Ich bin zurück aus Hannover, wo dieses Jahr vom 24.-25.2. der 32. Spurenworkshop der Spurenkommission der DGRM in Hannover stattfand.
Der historische und aktuelle Hauptzweck der Spurenworkshops ist dabei immer, die Ergebnisse der beiden jährlichen GEDNAP-Ringversuche für forensische Labors vorszustellen und zu diskutieren. Inzwischen ist die Veranstaltung aber zu einer großen Tagung mit Hunderten Teilnehmern und zahlreichen Industrieausstellern geworden, auf der auch immer wissenschaftliche Vorträge präsentiert werden.
Bevor ich aber zum Programm komme, nehmen wir zunächst den Lokalkolorit dieser funkelnden Metropole im Herzen Niedersachsens in uns auf, dieser Perle an der Leine, dieser Hochburg des Hochdeutschen, die u.a. Ludwig Klages (Urheber der Pseudowissenschaft der Graphologie, dafür Feind der echten Wissenschaft) hervorbrachte.

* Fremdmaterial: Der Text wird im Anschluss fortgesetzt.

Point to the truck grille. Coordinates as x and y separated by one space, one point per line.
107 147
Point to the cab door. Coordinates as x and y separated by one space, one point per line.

Doch wer nun bei Hannover zuerst an Pracht, Graphologie oder die Cebit denkt, der lasse sich belehren:
Es gibt dort nämlich auch kühne Architektur in blühenden Landschaften
modernste Reisezentren für einen reibungslosen und komfortablen Nahverkehr
und (gesehen auf dem Weg zum Hotel) liebevoll bepflanzte und gegen unbefugten Zutritt gesicherte Naherholungsanlagen, die zu Innehalten, müßigem Verweilen und Lustwandeln einladen
Doch genug der Schwärmerei, wir waren ja schließlich nicht zum Vergnügen da. Der Campus der Medizinischen Hochschule empfing uns einladend mit seinem aufmunternden „Klotz in Dunkelgrau”
und seiner postmodernistischen Absage an Anbiedertum und Verschwendungssucht
nicht ohne aber, wie hier durch frech aus der Reihe tanzende „Nupsis”, dann und wann einen Bruch mit Konvention und formaler Strenge, ein Ja! zu Lebensfreude und Nonkonformismus zu wagen
Unser Workshop wurde, Ehre, wem Ehre gebührt, angemessen angekündigt und beflaggt
und war in eine der prunkvollsten und repräsentativsten Anlagen gebettet, die die Medizinische Hochschule zu bieten hat und deren Name auf allen Campi der Welt bekannt ist: Hörsaal F.
von dem aus sich ein erhebender und dem Auge schmeichelnder Ausblick auf den suburbanen Charme des behutsam ins Stadtbild eingelassenen Campus bietet
Es muß in Hannover gewesen sein, wo Rilke ausrief:
Hiersein ist herrlich. Ihr wußtet es, Mädchen, ihr auch,
die ihr scheinbar entbehrtet, versankt -, ihr, in den ärgsten
Gassen der Städte, Schwärende, oder dem Abfall Offene.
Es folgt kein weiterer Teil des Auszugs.